Filter Pruning based on Information Capacity and Independence

Filter pruning has been widely used in the compression and acceleration of convolutional neural networks (CNNs). However, most existing methods are still challenged by heavy compute cost and biased filter selection. Moreover, most designs for filter evaluation miss interpretability due to the lack of appropriate theoretical guidance. In this paper, we propose a novel filter pruning method which evaluates filters in a interpretable, multi-persepective and data-free manner. We introduce information capacity, a metric that represents the amount of information contained in a filter. Based on the interpretability and validity of information entropy, we propose to use that as a quantitative index of information quantity. Besides, we experimently show that the obvious correlation between the entropy of the feature map and the corresponding filter, so as to propose an interpretable, data-driven scheme to measure the information capacity of the filter. Further, we introduce information independence, another metric that represents the correlation among differrent filters. Consequently, the least impotant filters, which have less information capacity and less information independence, will be pruned. We evaluate our method on two benchmarks using multiple representative CNN architectures, including VGG-16 and ResNet. On CIFAR-10, we reduce 71.9% of floating-point operations (FLOPs) and 69.4% of parameters for ResNet-110 with 0.28% accuracy increase. On ILSVRC-2012, we reduce 76.6% of floating-point operations (FLOPs) and 68.6% of parameters for ResNet-50 with only 2.80% accuracy decrease, which outperforms the state-of-the-arts.

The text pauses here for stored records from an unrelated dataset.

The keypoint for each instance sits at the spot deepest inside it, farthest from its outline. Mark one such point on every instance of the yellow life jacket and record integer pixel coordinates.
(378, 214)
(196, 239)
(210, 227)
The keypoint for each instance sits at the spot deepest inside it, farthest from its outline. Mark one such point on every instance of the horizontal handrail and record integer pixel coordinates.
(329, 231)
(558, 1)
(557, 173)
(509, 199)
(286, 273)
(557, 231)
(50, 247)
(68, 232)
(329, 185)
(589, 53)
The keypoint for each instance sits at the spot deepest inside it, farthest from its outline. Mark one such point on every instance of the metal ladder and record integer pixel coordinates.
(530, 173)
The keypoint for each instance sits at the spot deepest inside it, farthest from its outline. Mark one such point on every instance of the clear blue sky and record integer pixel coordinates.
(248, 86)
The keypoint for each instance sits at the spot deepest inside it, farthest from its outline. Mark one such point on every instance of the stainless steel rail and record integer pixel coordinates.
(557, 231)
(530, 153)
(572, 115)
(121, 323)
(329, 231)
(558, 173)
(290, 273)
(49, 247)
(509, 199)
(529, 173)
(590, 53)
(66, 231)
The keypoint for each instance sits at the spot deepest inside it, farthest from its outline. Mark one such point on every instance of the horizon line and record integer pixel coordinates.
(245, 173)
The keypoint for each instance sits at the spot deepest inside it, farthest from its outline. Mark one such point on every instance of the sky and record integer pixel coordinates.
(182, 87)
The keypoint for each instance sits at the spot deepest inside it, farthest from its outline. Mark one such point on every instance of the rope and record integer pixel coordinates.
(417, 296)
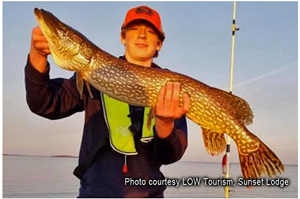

翻译：滤波器剪枝已被广泛用于卷积神经网络（CNNs）的压缩与加速。然而，现有大多数方法仍面临计算成本高和滤波器选择偏差的挑战。此外，由于缺乏恰当的理论指导，多数滤波器评估设计缺乏可解释性。本文提出了一种新颖的滤波器剪枝方法，该方法以可解释、多视角且无数据的方式评估滤波器。我们引入信息容量这一度量，它代表滤波器包含的信息量。基于信息熵的可解释性和有效性，我们提出将其作为信息量的量化指标。此外，我们通过实验证明特征图熵与其对应滤波器之间存在明显相关性，从而提出一种可解释的、数据驱动的方案来度量滤波器的信息容量。进一步，我们引入信息独立性这一度量，它代表不同滤波器之间的相关性。因此，那些信息容量和信息独立性最小的最不重要滤波器将被剪除。我们使用多种代表性CNN架构（包括VGG-16和ResNet）在两个基准数据集上评估了该方法。在CIFAR-10上，我们为ResNet-110减少了71.9%的浮点运算次数（FLOPs）和69.4%的参数，准确率反而提升0.28%。在ILSVRC-2012上，我们为ResNet-50减少了76.6%的浮点运算次数（FLOPs）和68.6%的参数，准确率仅下降2.80%，优于现有最先进方法。